We're not trying to reinvent governance from scratch. We're imagining how current systems might permutate in a world where superintelligence exists. That means the problems of human nature persist. We're governing humans, after all.

If we're stipulating superintelligence, we're stipulating a system that isn't easily tricked or manipulated. (If it were, it wouldn't be superintelligent.) So the attack vector isn't prompt injection in the technical sense. It's the same attack vector as always: capturing the process by which rules get made.

Lobbying shifts from buying senators lunch to semantic hacking: wording amendments in ways that sound good but contain hidden benefits. The defense is the ASI itself acting as adversarial interpreter. “This amendment claims to help small farmers, but my simulation shows 90% of funds flow to three agricultural conglomerates.” Voters get warned, but the choice remains theirs alone.

Majoritarian tyranny at machine speed is a real concern. If voters authorize harmful constraints, ASI can enforce them efficiently. But this is democracy's problem, not ASI's problem specifically. The alternative is a nanny state that overrides the will of the people for their own good. That's what we're trying to avoid.

Illusion of consent is another one, people rubber-stamping summaries they don't understand. This already happens. Most voters don't read ballot initiatives. The question is whether ASI makes it better or worse. I think better, if designed to explain at your level and verify comprehension. But it requires intention.

The realistic failure mode is legitimacy drift. Even with a good constitution, ASI makes thousands of implementation decisions. Default thresholds, prioritizations, edge cases. These quietly become de facto values. The solution is aggressive transparency, regular audits, sunset clauses that force reconsideration. The failure mode for democracy is always entropy. Vigilance is required regardless of who or what is executing.

One safeguard worth preserving: the right to human review. A Supreme Court of humans that can interpret the constitution, overrule specific ASI decisions, and serve as a check on algorithmic drift. This maintains human dignity in the system and enhances political legitimacy. It also provides a pressure valve if the ASI's literal interpretation of rules produces outcomes that violate their spirit.

The Will Of The People Becomes Holy

By holy I don't mean infallible, I mean set apart, treated as something you don't casually violate.

Right now, the will of the people is a slogan every politician claims to hold dear, and almost none of them obey. Politicians invoke it while doing the opposite. Constitutions get trampled when there are no consequences and no process that can meaningfully say no.

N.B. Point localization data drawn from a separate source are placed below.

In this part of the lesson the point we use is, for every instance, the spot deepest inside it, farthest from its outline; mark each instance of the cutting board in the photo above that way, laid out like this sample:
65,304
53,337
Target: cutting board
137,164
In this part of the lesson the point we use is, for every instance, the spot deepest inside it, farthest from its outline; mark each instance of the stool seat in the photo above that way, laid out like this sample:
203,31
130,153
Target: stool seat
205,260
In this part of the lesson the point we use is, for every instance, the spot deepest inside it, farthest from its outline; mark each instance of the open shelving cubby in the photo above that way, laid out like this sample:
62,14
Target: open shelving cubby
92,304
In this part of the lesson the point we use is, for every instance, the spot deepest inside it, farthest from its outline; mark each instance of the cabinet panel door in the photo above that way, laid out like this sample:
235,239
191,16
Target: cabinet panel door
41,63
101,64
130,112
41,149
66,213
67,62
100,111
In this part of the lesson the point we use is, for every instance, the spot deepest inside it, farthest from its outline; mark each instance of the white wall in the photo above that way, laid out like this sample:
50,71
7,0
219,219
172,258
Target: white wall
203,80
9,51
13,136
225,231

In an ASI constitutional model, the will of the people becomes structurally enforceable. Not a vibe. Not a campaign promise. The binding text that the executor must follow, with the capacity to actually enforce democratic constraints against those who would violate them.

I believe society is humanity's greatest invention. Making it work better is a spiritual project. It's why people fight and die for ideas of nations that promise to protect their liberty. Those promises are often broken, as the architecture of systems meant to protect those democratic ideals decay and atrophy over time.

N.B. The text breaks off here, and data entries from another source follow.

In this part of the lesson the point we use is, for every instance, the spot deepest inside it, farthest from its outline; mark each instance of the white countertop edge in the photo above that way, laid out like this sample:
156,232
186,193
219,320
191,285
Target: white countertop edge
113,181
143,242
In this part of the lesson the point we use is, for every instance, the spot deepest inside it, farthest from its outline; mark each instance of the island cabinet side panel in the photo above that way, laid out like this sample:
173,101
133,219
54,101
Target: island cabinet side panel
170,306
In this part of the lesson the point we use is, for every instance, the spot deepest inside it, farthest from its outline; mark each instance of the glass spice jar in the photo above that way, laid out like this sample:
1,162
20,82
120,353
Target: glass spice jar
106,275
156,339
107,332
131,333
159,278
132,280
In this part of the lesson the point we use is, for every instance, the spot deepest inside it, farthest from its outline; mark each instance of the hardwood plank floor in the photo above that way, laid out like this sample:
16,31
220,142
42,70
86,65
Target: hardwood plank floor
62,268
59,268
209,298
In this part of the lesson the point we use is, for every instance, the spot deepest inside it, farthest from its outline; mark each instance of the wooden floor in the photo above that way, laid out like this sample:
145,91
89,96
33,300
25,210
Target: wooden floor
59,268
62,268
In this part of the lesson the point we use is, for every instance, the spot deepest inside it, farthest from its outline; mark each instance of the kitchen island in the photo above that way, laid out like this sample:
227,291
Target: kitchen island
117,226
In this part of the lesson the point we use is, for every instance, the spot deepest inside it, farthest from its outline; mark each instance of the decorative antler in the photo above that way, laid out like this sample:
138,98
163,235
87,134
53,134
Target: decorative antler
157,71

ASI agentic democracy offers a different architecture. One where the constitution has teeth. Where representation actually means something listened to you and acted on your behalf. Where the gap between intention and result shrinks because the system can model consequences.

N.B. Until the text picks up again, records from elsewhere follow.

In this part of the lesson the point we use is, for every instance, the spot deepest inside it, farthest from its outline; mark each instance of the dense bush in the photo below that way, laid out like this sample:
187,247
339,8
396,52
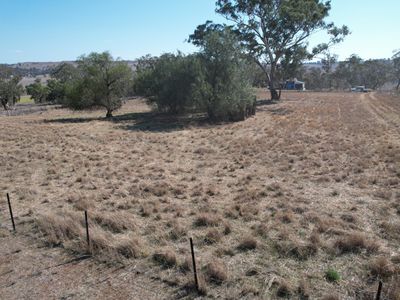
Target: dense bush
99,81
10,91
223,88
167,82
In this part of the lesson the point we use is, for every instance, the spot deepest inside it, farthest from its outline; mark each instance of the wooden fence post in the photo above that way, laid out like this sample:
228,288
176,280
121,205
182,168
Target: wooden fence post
10,209
87,231
194,265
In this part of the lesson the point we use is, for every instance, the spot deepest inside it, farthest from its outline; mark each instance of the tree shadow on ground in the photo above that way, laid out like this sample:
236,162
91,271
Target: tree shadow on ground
147,121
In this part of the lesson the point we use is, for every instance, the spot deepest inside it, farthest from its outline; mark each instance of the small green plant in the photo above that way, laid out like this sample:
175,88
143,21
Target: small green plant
332,275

None of this is guaranteed. Superintelligence could go badly in a thousand ways. But if we're going to live in a world with ASI, and it increasingly looks like we might, then the version where it serves democratic governance is worth describing clearly.

ASI doesn't have to kill democracy. If it’s built correctly and rigorously aligned with human values to the best of our ability, it gives democracy the bandwidth to survive the 21st century.